I sent out about $5,000 a day to answer the phone call. I hired someone off of Nextdoor, your neighborhood app. She was down the street. I hired her to help me make phone calls. She already had a real estate license. We haven’t separated a sense and grown into another acquisition manager, Chrissy. She helps run our office and then we have two virtual assistants in the Philippines.
Three people are also in Colorado Springs with us interning. A lot of people want to get on a speeding train that’s already built. I wish I’d have been smart enough, in the beginning, to go and work for someone. I was a seminar junkie taking all these courses. I don’t even know if those guys were doing real estate honestly.
You’re also an action taker. I don’t know how much patience you would have had working for somebody else.
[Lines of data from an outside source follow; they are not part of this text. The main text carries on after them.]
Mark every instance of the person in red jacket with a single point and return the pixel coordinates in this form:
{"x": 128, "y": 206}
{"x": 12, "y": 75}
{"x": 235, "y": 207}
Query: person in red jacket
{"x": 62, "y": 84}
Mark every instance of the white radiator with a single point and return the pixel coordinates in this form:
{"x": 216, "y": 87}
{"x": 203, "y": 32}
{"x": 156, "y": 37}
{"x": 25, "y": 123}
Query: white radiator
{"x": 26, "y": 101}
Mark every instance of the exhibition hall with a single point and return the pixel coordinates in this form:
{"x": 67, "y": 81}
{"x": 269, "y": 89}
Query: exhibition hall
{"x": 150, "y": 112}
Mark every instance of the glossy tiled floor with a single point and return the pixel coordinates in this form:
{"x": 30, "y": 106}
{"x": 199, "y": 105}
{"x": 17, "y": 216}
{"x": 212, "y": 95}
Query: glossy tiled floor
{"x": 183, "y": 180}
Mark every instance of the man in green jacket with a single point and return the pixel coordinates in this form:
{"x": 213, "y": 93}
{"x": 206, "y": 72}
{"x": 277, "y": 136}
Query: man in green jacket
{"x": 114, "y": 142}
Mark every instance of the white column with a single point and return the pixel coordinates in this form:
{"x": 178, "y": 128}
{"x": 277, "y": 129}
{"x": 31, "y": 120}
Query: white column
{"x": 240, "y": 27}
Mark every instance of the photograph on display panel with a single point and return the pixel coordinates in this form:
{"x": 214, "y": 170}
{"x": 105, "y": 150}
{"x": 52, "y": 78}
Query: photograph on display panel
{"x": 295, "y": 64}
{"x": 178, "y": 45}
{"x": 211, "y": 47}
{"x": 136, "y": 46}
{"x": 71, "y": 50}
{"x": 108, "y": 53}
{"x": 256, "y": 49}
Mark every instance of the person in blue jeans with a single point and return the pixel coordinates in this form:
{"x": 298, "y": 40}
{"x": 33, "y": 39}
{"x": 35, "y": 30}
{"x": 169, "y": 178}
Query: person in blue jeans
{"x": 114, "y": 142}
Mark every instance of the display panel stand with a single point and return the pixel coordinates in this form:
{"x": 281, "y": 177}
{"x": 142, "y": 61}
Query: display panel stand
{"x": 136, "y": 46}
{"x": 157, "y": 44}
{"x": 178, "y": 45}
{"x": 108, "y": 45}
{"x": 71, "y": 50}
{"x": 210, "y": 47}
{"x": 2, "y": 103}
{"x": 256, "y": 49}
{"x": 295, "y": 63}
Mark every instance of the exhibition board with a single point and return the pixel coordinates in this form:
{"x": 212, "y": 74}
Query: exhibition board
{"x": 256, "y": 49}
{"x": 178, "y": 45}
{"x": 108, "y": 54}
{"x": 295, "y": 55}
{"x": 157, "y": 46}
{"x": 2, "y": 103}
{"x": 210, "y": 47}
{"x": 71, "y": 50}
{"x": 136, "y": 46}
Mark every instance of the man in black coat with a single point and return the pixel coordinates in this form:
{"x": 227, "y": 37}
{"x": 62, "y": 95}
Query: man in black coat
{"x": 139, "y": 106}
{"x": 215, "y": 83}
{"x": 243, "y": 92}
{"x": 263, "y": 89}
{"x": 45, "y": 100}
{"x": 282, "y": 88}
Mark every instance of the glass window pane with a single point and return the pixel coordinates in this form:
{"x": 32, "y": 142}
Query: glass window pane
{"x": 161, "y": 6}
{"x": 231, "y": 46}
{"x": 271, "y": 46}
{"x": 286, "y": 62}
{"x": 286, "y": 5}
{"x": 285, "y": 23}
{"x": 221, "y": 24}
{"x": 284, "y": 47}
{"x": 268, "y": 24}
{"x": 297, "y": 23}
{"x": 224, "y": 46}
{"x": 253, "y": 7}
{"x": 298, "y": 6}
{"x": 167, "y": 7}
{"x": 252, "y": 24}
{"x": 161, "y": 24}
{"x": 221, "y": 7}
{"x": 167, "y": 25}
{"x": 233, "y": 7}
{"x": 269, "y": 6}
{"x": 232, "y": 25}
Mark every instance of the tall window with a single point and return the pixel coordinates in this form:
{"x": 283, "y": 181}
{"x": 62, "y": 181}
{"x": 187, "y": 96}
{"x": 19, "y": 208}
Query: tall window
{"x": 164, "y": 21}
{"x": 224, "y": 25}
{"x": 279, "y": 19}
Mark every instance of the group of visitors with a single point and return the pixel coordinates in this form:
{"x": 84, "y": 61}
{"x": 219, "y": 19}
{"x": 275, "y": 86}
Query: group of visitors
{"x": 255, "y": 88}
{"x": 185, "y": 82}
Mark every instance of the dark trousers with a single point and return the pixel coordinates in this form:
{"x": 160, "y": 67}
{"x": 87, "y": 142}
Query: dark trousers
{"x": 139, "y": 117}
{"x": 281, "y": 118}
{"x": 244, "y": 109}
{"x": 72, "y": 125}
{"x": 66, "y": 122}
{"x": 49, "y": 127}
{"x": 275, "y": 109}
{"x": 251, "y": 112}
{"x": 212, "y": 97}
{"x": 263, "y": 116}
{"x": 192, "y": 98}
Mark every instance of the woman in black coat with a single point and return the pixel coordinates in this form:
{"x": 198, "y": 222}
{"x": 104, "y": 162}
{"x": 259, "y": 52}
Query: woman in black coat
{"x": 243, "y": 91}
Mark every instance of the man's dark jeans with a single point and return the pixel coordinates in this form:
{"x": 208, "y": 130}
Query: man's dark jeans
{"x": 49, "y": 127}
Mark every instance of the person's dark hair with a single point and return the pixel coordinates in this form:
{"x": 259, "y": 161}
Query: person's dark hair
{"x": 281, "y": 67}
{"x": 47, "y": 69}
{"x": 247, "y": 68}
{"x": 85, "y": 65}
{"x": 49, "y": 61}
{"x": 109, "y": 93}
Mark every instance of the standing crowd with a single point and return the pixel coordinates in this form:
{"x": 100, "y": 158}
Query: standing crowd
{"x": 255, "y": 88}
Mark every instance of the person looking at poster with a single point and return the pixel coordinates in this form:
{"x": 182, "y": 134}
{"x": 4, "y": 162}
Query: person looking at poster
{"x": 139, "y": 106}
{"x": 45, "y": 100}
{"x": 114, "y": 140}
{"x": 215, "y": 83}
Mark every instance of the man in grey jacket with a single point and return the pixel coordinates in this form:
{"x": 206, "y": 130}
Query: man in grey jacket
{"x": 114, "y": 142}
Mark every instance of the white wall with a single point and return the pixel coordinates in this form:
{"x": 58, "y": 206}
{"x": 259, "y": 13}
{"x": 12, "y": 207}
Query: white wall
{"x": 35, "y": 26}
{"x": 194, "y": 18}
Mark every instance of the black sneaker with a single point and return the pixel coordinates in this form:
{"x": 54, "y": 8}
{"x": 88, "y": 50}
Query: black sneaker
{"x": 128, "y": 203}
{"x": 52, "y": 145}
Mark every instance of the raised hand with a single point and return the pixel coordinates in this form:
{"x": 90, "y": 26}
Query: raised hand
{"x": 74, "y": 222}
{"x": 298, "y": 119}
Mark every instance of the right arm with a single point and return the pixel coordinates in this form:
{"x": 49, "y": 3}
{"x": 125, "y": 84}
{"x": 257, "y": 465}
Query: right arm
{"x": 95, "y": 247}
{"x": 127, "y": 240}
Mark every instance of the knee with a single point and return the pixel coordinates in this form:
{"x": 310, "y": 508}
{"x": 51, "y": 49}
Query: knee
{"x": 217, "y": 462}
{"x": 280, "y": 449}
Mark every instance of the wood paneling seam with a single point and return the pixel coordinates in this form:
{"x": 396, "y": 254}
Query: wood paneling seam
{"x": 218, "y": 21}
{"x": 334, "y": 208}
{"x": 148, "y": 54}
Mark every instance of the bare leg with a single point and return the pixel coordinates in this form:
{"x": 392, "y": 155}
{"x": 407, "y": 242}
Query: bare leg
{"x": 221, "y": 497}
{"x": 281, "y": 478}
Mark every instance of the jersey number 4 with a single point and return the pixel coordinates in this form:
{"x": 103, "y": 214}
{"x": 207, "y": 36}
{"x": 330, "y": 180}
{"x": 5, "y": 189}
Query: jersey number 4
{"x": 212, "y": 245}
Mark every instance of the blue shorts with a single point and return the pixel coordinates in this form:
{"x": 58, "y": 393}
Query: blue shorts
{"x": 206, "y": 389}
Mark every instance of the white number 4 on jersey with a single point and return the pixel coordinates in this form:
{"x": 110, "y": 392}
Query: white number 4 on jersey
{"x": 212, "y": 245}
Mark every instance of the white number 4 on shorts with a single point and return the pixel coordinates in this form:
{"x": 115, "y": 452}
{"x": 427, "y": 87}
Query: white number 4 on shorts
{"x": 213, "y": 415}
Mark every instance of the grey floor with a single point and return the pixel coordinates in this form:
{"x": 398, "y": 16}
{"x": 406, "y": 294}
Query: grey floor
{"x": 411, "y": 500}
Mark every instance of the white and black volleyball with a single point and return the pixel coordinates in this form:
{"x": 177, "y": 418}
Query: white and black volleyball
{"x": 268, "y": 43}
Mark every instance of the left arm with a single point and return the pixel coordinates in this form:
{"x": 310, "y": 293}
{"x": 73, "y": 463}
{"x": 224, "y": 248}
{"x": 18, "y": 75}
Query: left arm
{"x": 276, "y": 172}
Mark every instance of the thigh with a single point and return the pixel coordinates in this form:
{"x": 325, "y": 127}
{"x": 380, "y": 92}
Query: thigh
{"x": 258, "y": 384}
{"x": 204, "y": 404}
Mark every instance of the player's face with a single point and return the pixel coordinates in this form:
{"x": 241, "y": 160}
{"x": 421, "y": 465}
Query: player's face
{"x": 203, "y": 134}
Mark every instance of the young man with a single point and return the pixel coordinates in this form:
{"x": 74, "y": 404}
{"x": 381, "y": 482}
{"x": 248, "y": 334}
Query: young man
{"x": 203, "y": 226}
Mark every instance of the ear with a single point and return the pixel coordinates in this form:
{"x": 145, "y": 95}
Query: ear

The growth you’ve experienced and the different types of investing that you’ve done and the different strategies you’ve applied are fantastic. You’re creative. You figure it out as you go but you’ve built something pretty incredible.
You can’t do things without an amazing team. Share on XWhat I like about it too is you continue to expand and adjust your business but stay with that core of, “I got the land but I’m going to go build townhouses or do motor home park pads.” Along those lines, it sounds like your acquisition strategy is like, “I got this down. I know what I’m doing but I can take that.” Not only do you turn around and sell it owner financing but you’re finding other avenues or paths to increase scale and grow your business, whether you’re teaming up on 30th townhome development.
That’s awesome from that perspective. I used to work for a company that would do that a lot where they get the land and if they weren’t suitable for what they build, they would partner with them. They may sell it to that developer but they’ll sell it by the lot. They’ll strike a deal with the developer. Not only will it sell by a lot but if you sell it for more than X or Y, I get a kicker.
It’s little tidbits of if people are a little worried about the deal, it’s like, “I’ll give you a base amount for the lot but I get a kicker if these sell for this above a certain thing.” You typically end up doing better or than you would have from that perspective. It doesn’t look like you’re going to be slowing down anytime soon. We can tell you still got that fire and drive. That’s awesome.
I pray that the Lord lets me continue to have that drive for a very long time. That’s so amazing that you said that because that’s what we worked out, Chris. We’re selling the lots on a billing basis with the developer. This was the first one we ever did. Our investors are doing well. We put the whole thing together. My syndication attorney’s like, “You could have collected a fee. You should have taken more of a percentage for the management. I’ll spoil these guys. Don’t ever do this again.” It’s all good because I have partners rather than them looking at me like, “You guys are getting more because you’re the manager.”
I have a friend named Eli. He used to come to my meetup in Colorado Springs and do deals with friends. That’s what we’re doing. In real estate, it’s easy. You either buy low and sell for a little higher or buy it and then sell it for a profit or value add. There are only two things. The one way I value add is by providing these seller financing and notes. You see all these Americans driving these brand new cars. We’ve got GM, credit and lending institutions giving people the ability to make payments because we think how much it will cost each month. That’s ultimately what drives it.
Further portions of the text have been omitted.